DES MOINES, Iowa - Friday Governor Terry Branstad discussed a new federal grant totaling $96.9 million to aid in the state's efforts to reduce flooding and improve water quality.
The state of Iowa is one of 13 applicants to be awarded a grant by the U.S. Department of Housing and Development, aimed at flood reduction and water quality improvement. Iowa's award was the fourth-largest given by the federal government. The $96.9 million will be dispersed to seven different projects throughout the state, focusing on water infrastructure in the cities of Coralville, Dubuque, and Storm Lake, as well as nine watersheds: Bee Branch Creek; Clear Creek; East Nishnabotna; English River; North Raccoon River; Middle Cedar River; Upper Iowa; Upper Wapsipinicon River; and West Nishnabotna River.
Final amounts may very for these individual projects, and the governor says it will take three to five years to fully implement the scope of work.

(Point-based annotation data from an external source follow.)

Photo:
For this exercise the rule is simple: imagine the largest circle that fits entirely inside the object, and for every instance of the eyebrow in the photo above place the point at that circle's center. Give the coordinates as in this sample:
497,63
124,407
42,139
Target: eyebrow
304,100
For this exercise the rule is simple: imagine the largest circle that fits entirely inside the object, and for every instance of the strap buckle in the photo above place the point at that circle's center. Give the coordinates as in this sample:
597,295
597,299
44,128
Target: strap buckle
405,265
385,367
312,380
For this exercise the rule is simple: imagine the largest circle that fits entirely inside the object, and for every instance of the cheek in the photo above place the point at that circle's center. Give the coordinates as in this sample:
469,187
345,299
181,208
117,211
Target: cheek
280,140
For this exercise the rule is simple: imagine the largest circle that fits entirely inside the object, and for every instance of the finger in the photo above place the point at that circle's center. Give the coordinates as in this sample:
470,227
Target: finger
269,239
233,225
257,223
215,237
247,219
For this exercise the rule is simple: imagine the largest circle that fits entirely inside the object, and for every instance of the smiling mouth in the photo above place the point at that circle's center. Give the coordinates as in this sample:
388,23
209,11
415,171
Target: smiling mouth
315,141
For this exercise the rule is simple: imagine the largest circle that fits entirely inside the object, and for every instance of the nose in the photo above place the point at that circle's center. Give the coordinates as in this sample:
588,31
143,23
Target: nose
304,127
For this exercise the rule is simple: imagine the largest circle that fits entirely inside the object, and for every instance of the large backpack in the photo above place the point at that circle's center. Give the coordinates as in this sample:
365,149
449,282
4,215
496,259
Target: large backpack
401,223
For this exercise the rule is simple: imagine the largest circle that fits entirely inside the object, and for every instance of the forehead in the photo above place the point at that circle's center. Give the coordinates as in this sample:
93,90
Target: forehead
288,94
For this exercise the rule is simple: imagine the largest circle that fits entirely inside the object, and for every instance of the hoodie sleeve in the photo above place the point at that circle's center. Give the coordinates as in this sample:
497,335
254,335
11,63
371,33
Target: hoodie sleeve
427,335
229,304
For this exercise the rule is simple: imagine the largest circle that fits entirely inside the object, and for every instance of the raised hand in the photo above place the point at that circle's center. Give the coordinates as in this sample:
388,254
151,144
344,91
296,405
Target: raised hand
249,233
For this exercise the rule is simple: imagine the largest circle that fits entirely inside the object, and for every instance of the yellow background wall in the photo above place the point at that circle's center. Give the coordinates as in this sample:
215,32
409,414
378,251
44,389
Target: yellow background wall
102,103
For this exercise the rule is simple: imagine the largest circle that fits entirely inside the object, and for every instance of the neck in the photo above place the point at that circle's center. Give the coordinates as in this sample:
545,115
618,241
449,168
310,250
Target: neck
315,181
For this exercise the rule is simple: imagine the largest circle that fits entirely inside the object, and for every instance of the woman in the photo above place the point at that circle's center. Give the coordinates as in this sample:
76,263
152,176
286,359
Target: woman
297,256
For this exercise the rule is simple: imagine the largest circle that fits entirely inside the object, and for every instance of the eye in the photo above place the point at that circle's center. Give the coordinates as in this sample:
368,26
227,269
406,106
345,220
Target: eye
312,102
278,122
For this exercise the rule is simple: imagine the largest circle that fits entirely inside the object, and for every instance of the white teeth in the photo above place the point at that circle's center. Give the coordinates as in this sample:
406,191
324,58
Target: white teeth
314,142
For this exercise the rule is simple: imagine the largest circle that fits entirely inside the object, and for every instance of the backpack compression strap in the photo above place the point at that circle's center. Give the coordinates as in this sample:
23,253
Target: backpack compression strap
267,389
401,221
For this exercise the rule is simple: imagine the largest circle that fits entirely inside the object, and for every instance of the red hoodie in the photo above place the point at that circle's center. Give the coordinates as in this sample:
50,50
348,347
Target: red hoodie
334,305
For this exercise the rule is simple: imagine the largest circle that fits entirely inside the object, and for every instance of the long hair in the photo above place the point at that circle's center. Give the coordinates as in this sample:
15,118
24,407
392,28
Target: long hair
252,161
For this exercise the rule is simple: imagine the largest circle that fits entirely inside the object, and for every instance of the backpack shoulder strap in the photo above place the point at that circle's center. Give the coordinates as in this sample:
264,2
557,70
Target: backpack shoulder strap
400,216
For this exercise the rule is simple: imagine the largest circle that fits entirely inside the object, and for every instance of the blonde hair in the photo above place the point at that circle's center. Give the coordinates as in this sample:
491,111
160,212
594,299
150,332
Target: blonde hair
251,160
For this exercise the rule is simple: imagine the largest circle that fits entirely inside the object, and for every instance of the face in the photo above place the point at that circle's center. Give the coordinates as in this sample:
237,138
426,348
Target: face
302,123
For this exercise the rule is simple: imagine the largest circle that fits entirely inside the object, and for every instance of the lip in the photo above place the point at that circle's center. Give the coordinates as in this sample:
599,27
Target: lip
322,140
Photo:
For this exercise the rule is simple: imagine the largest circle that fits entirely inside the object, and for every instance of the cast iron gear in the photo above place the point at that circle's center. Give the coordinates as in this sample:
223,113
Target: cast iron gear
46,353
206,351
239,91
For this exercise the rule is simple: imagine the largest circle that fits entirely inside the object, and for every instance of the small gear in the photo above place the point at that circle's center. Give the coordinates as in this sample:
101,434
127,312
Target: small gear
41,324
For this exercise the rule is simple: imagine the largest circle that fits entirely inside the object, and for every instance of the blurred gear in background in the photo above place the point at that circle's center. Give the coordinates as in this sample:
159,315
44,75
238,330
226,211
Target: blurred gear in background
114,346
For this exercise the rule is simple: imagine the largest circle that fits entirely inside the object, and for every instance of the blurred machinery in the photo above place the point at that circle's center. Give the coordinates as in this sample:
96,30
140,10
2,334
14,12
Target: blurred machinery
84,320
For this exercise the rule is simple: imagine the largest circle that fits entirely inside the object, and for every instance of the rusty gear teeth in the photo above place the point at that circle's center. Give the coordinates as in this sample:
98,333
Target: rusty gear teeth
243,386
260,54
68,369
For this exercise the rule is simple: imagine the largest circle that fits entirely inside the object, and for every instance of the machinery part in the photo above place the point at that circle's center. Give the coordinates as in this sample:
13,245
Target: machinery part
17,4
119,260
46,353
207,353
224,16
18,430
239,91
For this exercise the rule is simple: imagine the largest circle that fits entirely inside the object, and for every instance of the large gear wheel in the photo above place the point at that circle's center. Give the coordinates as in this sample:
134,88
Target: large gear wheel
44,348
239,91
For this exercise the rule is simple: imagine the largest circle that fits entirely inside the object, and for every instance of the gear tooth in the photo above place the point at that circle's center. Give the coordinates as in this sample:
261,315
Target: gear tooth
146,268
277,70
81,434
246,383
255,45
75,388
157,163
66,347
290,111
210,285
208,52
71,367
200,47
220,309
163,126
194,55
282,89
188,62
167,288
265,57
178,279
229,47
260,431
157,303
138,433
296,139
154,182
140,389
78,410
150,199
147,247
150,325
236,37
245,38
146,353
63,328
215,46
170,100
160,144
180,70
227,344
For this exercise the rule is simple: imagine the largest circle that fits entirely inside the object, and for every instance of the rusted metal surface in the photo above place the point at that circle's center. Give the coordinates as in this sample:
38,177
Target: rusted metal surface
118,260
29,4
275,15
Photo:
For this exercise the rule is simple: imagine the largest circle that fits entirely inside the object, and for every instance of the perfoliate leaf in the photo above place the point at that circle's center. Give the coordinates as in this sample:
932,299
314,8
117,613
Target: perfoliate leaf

When asked how the money will be divided between the efforts of "flood reduction" and "water quality," Governor Branstad said the issues are connected.
"They really go hand in hand," he said. "So, when we reduce floods, we improve water quality, so they really go hand in hand. Some of these projects - as I think all of the presenters articulately pointed out - we're in this together."
Governor Branstad says, despite criticisms that this is a "public" solution to a "private" problem, Iowans should recognize this as a state-wide issue.
"It's a public problem, it's a problem we all have," he said. "We want to reduce flooding - I go way back with this - the flood of '93. We lived through that in Des Moines. Des Moines was the largest city at the time that lost its Water Works, because of flooding. And a lot of work has been done to mitigate that."